The L5 has only about 30G of memory. I want to extend it with an SD card. However, I want the SD card to be encrypted (luks container). To this end, inserted an SD card and encrypted it
cryptsetup luksFormat /dev/sda
Then, I copied the /etc/crypttab entry for crypt_root to another line, changed the name to crypt_sd, updated the UUID, and added nofail to the options.
At boot, I get a screen to put in my passphrase for the root partition. I put this in, and then I am presented with ANOTHER password screen, but only for about 0.2 seconds. This screen goes away and I get some tty-esque text output which is asking for a passphrase for about 1 second before it boots normally.
It seems like it decrypts root normally, but doesn’t give me enough time to type the passphrase for the sd card. Then, it boots normally ignoring the failed decrypt.
Has anyone gotten encrypted sd cards to open at boot? If so, How did you do it? Is there something wrong with my crypttab entry above?
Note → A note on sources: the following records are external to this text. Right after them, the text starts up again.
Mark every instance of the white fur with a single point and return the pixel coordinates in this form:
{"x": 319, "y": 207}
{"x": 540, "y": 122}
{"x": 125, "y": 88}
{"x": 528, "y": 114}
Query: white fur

Hmm. I don’t like the idea of having a key hanging around on disk, but maybe it is fine since my root is encrypted? I would rather enter a passphrase at boot like with the root drive, but I suppose this will do. Thanks!
You need to create the directory to write the key to. You could put your key anywhere, but in the example, it is being written to /etc/luks-keys/, so you should make that:
Thank you!!
Please, I’m trying this step:
“ –Add to /etc/crypttab”
But when I digit: sudo gedit /etc/crypttab
Terminal replies:
Gtk-WARNING … cannot open display: :0
How can I add my “ sdb1_crypt UUID=2a2375bf-2262-413c-a6a8-fbeb14659c85 /etc/luks-keys/disk_secret_key luks” to crypttab?
I don’t know vim command
Could you, please, type here the command?
Thank you
Here is an alternative method to create an SD Card that will automatically decrypt on the Librem 5 utilizing GNOME Disks. The application should be preinstalled on the device
Before doing these steps check out this thread. It appears that GNOME may have some issues but let me know if I am wrong:
Shutdown and Insert your SD card into the Librem 5.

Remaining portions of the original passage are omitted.